What fucking Bullshit. Show and Tell Puppet Theater for the benefit of Mr. Kite (there will be a show tonight on trampoline…)

Boy!! Reading Chris Hedges is mind blowing. Who is a better ‘reporter’ on the current State of Affairs afflicting Us? He rips the scab off by exposing the History of our Disease (dis-ease, cf. Being and Time). Hedges is the consummate term paper writer. His 200 some odd page discourses are models of philosophizing with an axe. For he is in a very real sense (cf, Monty Python and the Holy Grail) a kind of Socrates exploring the root of our ignorance, our forgetfulness because we have been beguiled by mind fuckers.

The propagandists, corporatists and bankers who emerged and who prospered during the 1914-1918 War. Death of the Liberal Class is, like the last two of his books, irresistibly good writing that explores America, explores Us. Like Mencken who went to Dayton, TN to witness the Scopes trial, Hedges reports from Reality [not from a studio. That’s the all important difference. Reporting from the field, so to speak, versus reading a script on tv.]

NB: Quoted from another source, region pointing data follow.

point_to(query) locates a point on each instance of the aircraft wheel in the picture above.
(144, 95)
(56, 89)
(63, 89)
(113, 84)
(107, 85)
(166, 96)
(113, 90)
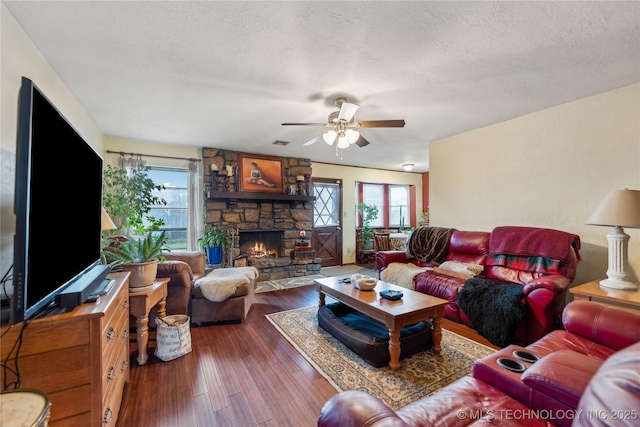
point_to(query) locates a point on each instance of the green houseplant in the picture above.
(139, 256)
(214, 241)
(128, 197)
(368, 213)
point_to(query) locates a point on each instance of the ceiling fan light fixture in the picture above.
(330, 136)
(343, 142)
(352, 135)
(347, 111)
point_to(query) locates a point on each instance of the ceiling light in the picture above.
(330, 137)
(343, 142)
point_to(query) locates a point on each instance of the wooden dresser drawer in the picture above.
(67, 353)
(112, 397)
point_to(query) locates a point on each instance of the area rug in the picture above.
(420, 375)
(291, 282)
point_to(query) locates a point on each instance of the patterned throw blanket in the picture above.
(429, 244)
(401, 274)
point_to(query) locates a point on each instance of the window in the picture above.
(175, 213)
(373, 194)
(399, 206)
(393, 202)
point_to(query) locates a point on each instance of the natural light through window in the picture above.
(174, 214)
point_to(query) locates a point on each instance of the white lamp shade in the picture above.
(352, 135)
(107, 223)
(619, 208)
(330, 136)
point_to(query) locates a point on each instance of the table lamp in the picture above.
(621, 208)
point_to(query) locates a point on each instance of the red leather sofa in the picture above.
(588, 375)
(544, 290)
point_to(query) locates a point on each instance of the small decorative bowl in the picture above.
(362, 282)
(391, 295)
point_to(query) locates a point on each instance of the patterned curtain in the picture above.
(130, 163)
(196, 219)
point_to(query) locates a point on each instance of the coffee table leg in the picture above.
(142, 339)
(437, 334)
(394, 349)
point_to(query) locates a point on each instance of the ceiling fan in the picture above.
(342, 126)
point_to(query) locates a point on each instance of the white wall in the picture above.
(349, 175)
(547, 169)
(21, 58)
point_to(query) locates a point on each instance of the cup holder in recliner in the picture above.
(526, 356)
(510, 364)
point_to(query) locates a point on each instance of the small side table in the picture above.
(619, 298)
(140, 305)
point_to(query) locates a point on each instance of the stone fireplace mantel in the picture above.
(233, 197)
(246, 212)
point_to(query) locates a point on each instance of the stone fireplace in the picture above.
(260, 243)
(265, 226)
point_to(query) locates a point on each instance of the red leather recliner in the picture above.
(544, 292)
(602, 389)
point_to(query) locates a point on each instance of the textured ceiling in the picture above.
(227, 74)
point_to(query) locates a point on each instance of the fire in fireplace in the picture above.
(261, 244)
(259, 251)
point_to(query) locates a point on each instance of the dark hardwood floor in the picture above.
(237, 375)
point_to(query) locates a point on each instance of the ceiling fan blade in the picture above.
(361, 142)
(382, 124)
(304, 124)
(347, 111)
(313, 140)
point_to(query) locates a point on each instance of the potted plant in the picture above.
(128, 197)
(139, 256)
(214, 241)
(365, 236)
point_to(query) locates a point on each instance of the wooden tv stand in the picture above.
(79, 357)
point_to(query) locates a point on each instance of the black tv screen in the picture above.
(58, 199)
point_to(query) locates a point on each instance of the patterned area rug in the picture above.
(420, 375)
(291, 282)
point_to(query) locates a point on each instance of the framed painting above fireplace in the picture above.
(260, 174)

Reading versus viewing. Oi!!
I do both, no doubt. But I do both. I miss a lot of tv (and movies), but that’s a price I’m willing to pay in order to read. I strive for discretionary viewing and reading.

I want to read guys like Chris Hedges; I want to listen to guys like Noam Chomsky; I want to watch documentaries by guys like Adam Curtis, Jonathan Miller and Richard Dawkins and a multitude of other ‘outside the box’ thinkers. Just as, LOL, Charles Darwin is still outside the box. Which is why this massive archive of reasonableness is virtually unknown by the populace (cf, the populist movement of the pre-WWI America that Hedges reports on in this book).